There is a chess tournament planned. It is a single-elimination tournament, and for spectacle purposes, only one match at a time will take place, on a table in the middle of the stage (winners will have to move if they don't play the next match).
Luckily, the organisers succeeded in inviting a grand chess champion to the tournament. Let's call him MC (for main character, of course).

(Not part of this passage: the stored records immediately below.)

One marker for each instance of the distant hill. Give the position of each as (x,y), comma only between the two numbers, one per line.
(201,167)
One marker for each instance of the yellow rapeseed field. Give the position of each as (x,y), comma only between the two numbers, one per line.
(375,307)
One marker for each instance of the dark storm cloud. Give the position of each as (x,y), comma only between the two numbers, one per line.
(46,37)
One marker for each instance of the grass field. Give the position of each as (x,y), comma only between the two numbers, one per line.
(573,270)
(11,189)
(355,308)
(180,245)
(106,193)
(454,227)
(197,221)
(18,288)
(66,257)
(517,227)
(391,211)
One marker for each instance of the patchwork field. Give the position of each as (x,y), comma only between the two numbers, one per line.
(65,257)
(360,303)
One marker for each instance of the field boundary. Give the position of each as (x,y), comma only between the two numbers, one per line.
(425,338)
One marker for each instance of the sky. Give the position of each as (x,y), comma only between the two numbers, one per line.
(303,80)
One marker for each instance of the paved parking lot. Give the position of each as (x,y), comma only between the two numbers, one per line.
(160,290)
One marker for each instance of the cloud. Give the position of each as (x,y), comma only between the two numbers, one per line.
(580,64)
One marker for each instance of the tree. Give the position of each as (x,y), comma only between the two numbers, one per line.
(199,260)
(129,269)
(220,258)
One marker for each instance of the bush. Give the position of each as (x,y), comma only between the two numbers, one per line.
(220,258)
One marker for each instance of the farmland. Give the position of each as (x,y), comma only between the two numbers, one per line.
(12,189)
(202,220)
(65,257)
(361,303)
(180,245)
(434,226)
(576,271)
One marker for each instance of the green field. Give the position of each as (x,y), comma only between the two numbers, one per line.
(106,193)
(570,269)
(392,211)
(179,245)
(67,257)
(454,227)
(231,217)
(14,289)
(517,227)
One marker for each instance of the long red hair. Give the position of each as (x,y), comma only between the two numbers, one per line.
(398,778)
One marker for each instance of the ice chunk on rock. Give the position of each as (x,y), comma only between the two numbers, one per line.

However, MC doesn't like to stand once he's seated. Also, as the grand champion, he's sure to win every match he would play. His condition to come to the tournament is to never stand once he's asked to play. It is quite easy to find a solution: just let all other matches take place and let him come at the end to play the remaining matches. The following figure shows how to do it (sources are players, internal vertices are matches, blackened vertices are finished matches before MC comes). The matches could take place in order 1-2-3-5-4-6-7 to get what the organisers want.
Now consider the following problem: if we don't consider MC as a special player, but just want to minimize the number of times a player has to stand, how to do it. A natural order to play the matches in the previous tree would be 1-2-3-4-5-6-7, but that would result in a total of 5 players standing after a match. The order 1-2-5-3-4-6-7 would result in only 3 players standing after a match. This could be generalized to $n=2^k$ players: let $S(n)$ be the number of times a non-eliminated person has to stand before playing again. Then with the same idea, we could get $S(2) = 0$ and $S(n) = 2S(n/2) + 1$, meaning $S(n) = \frac{n}2-1$ (note that this is the same solution as the one to let MC sit), which is better than the $n-3$ naive order .
Now my questions are:
- Is this optimal? (this looks like it, but who knows)
- How to find the optimal order if there is a loser bracket?
- In general, how to find the optimal order if we consider an acyclic directed graph with only one sink, and indegrees/outdegrees at most 2?
- For the last two points, is there a difference if we try to find an order before the matches, or if we try to adapt the order depending on who lost or won their matches? (I don't think so, but I am not so sure if there is no direct elimination).